The SDY fund is a diversified income vehicle


Stocks with a strong dividend history have become so desirable in investing that even Bill Gross, the “Bond King” head of PIMCO, is recommending equities such as Procter & Gamble (NYSE:PG) and The Southern Co. (NYSE:SO) for the income feature. For investors, traders and speculators seeking to profit from the income element of an equity, the SPDR S&P Dividend (NYSE:SDY) exchange-traded fund offers significant advantages over a single stock.

The SPDR S&P Dividend ETF tracks the S&P High Yield Dividend Aristocrats Index, comprised of the 50 highest-yielding dividend stocks that have increased payouts in each of the past 25 years. This includes companies of all sizes, as the emphasis on yield allows for many small-cap stocks to be included in the ETF. With more than $8 billion in assets, the SDY yields 3.2% and provided total returns of 9.8% in 2011.

Exchange-traded funds are ideal vehicles for speculators, traders and investors alike. Like a stock, an ETF has movement and pricing patterns. By the very nature of an ETF, the volatility is lower than the market as a whole — the SDY has a beta of 0.87 — but while not as volatile as the average stock, it does fluctuate. For the past 52 weeks, SDY’s price range has been $44.90 to $54.83. Speculators can buy and sell for profits based on mean reversion trading.

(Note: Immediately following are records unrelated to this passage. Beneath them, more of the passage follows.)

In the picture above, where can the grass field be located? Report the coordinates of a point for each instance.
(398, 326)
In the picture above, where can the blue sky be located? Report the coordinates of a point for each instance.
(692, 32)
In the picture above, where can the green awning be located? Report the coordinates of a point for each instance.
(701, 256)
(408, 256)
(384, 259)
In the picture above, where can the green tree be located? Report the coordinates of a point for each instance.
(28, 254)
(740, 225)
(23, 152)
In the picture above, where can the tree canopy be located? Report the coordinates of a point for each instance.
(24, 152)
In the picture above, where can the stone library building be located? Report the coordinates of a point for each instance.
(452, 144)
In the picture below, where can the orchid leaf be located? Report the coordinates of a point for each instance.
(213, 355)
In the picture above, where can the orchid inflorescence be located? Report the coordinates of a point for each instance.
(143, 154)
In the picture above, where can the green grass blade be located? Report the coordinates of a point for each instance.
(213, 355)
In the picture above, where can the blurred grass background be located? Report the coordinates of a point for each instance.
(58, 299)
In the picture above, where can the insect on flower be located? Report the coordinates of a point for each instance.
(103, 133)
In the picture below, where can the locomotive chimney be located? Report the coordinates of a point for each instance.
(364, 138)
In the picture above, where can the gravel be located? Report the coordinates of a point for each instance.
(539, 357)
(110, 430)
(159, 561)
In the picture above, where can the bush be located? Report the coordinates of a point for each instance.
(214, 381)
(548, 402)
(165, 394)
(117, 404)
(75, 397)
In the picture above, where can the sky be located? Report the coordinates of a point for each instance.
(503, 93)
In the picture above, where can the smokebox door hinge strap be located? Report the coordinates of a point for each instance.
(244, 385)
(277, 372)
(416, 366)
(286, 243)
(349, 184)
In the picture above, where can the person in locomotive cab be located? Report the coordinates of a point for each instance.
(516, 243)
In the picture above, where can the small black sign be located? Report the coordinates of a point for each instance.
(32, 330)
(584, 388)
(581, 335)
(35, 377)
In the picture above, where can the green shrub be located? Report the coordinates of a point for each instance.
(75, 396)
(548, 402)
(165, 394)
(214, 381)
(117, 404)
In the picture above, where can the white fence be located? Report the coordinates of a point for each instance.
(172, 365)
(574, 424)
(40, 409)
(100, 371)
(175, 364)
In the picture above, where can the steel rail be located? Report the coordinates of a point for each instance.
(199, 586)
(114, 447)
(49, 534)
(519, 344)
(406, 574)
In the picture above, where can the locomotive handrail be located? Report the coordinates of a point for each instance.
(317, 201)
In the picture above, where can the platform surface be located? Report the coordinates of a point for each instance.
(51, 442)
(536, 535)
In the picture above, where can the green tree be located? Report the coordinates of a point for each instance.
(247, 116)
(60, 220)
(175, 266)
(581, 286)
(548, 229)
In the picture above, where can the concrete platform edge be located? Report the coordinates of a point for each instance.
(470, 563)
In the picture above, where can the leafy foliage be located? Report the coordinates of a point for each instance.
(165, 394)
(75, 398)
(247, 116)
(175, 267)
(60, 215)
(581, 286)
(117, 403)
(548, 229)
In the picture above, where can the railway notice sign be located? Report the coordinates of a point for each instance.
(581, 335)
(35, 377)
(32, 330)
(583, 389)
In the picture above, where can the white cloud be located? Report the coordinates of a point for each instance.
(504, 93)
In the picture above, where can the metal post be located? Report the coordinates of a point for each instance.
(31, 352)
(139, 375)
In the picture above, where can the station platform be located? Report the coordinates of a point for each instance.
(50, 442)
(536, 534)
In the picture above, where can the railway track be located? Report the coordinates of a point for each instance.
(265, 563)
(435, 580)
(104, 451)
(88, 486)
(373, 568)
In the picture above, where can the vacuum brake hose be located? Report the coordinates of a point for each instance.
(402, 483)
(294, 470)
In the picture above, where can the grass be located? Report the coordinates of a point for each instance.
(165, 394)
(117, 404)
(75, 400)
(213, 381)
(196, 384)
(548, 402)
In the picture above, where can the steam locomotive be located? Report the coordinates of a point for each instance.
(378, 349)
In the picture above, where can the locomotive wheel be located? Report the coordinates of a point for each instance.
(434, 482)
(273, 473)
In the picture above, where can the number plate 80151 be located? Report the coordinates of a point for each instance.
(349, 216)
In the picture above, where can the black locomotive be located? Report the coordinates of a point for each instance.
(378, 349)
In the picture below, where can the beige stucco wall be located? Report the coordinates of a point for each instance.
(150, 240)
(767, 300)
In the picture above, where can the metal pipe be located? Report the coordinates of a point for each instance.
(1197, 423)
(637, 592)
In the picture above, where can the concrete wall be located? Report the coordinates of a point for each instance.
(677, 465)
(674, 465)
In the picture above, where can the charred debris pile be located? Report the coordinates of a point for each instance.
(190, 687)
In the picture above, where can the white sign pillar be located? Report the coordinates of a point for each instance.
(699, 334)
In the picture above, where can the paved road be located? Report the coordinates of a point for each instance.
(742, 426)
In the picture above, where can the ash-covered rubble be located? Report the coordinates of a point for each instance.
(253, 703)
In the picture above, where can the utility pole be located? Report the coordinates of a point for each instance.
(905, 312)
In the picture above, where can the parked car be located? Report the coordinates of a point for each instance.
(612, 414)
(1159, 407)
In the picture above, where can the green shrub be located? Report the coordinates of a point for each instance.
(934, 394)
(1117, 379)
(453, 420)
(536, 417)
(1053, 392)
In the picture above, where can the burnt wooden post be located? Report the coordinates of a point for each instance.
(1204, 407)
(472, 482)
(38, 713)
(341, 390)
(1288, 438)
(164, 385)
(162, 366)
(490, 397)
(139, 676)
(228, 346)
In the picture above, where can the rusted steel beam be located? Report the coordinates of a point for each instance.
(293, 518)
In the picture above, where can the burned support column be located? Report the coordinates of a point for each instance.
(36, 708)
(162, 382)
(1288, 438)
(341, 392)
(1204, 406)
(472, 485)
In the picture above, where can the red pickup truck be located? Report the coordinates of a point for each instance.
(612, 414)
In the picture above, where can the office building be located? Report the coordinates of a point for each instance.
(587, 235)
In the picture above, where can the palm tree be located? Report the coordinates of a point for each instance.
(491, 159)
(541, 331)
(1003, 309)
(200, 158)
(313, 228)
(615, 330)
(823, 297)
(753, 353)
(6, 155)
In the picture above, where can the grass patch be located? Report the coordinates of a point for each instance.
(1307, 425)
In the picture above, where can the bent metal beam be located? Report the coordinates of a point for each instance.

The dividend feature allows for capture-the-dividend trading. This can be very profitable and exposes an investor’s capital for only four very short periods a year when the security goes ex-dividend, as detailed in a previous article. Capture-the-dividend trading allows for the individual to have the “perfect trading day,” with all positions closed when the bell rings.

For investors, the price movements of the SDY should be monitored to buy at the most desirable level. If a certain income yield is the target, then patiently wait for the dips. At the low for the past 52 weeks, SDY’s dividend yield would have been around 4%. The average yield for an S&P 500 is around 2%. And the investor would enjoy not only twice the return of the S&P average, but greater diversity than owning just a single stock — and at a much lower cost than trying to buy and sell 50 different equities to replicate SDY’s holdings.

As of this writing, Jonathan Yates did not hold a position in any of the aforementioned securities.